According to Aristotle’s Poetics, in which he outlines the conventions of Greek tragedy, tragic heroes ought to be better and more significant than the common man because they should have somewhere to fall. They should be flawed rather than completely virtuous or evil because their downfall should evoke pity and fear in the audience that can identify with the hero. And their lives are controlled by fate and the actions of the gods, but their downfall is set in motion by a tragic flaw—often hubris, or excessive pride. While Greek tragic heroes were typically kings and warriors, the tragic hero of Seven Guitars, Floyd Barton, is a man with no money or social power. He is certainly beset with flaws, including excessive pride, but he is far from evil. And his death results from the convergence of his fatal flaw, which starts the sequence of events that ends with Floyd holding a sheaf of money, and fate, which brings Hedley to Floyd in the exact right state of delusion needed to kill him.
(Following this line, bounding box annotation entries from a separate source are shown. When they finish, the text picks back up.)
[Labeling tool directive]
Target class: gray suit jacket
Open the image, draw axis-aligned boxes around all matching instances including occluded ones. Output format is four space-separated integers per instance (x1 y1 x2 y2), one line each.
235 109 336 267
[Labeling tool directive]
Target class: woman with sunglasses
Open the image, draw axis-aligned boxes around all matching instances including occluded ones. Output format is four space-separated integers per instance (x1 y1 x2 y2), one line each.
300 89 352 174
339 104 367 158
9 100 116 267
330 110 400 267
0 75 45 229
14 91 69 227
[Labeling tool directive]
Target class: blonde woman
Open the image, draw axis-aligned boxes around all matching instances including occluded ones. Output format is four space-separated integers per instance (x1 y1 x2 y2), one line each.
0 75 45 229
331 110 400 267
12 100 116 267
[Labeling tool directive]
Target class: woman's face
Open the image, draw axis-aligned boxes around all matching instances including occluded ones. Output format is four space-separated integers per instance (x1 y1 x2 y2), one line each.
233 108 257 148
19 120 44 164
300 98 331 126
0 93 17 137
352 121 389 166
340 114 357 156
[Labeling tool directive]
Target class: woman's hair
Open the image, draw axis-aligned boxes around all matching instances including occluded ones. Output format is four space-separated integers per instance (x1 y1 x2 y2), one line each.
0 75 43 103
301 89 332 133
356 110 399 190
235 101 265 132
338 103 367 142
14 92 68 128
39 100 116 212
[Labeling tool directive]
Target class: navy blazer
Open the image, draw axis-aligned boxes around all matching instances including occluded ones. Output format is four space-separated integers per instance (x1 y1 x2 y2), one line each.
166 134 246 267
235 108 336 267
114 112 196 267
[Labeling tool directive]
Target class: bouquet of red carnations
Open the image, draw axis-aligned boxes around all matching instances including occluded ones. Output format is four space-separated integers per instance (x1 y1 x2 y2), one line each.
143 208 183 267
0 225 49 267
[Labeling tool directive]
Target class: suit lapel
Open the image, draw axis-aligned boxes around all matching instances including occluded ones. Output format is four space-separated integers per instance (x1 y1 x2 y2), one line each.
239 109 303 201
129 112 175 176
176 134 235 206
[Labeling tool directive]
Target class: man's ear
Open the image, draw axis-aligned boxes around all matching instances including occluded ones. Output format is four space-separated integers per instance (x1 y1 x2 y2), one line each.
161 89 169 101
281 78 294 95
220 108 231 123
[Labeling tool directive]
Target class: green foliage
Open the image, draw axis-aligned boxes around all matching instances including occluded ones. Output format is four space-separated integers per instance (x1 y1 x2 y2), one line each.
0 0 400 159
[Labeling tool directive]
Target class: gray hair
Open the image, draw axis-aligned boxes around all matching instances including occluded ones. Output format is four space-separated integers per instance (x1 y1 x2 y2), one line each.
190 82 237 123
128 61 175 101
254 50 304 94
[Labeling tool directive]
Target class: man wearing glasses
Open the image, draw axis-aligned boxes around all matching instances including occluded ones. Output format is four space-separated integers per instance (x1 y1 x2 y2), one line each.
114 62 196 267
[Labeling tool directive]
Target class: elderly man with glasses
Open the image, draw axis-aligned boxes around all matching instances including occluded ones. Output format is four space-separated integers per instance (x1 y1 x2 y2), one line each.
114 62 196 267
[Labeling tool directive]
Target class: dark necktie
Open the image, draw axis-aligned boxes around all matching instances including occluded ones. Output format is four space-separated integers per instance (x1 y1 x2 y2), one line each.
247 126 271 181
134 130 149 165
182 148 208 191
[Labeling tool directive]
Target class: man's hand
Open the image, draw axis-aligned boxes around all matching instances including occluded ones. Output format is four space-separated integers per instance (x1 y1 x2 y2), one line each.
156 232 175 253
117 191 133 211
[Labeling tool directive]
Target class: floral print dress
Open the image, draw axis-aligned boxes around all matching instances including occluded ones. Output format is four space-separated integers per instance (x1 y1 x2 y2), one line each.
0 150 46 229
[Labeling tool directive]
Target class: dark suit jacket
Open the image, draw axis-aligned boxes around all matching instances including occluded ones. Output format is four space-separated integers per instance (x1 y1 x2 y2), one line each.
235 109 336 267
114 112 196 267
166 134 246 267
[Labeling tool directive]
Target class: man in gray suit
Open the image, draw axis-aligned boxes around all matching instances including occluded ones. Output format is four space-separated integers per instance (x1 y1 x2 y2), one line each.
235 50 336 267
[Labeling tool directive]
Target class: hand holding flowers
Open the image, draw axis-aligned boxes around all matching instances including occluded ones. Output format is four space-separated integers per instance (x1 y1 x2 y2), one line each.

Hedley recognizes that Floyd is special, telling him that he is like a king and warning him that the White men will destroy him for it. Prophets and soothsayers appear throughout Greek tragedy, and much of the action stems from a desire to avoid their prophecies. In Oedipus Rex, for instance, a prophet’s warns King Laius that his newborn son, Oedipus, would grow up to kill his father and marry his mother. The actions that the king takes to prevent this outcome set in motion the very conditions that allow it to happen. Similarly, Floyd cannot avoid his inevitable demise. Hedley gives the prophetic warning and Floyd tries to defeat this fate by taking part in the robbery instead of relying on White men to advance his career. The series of events that occur when Floyd tries to control his own fate bring him to the exact position needed to ensure his destruction. What’s more, it is Hedley, the prophet, who kills him.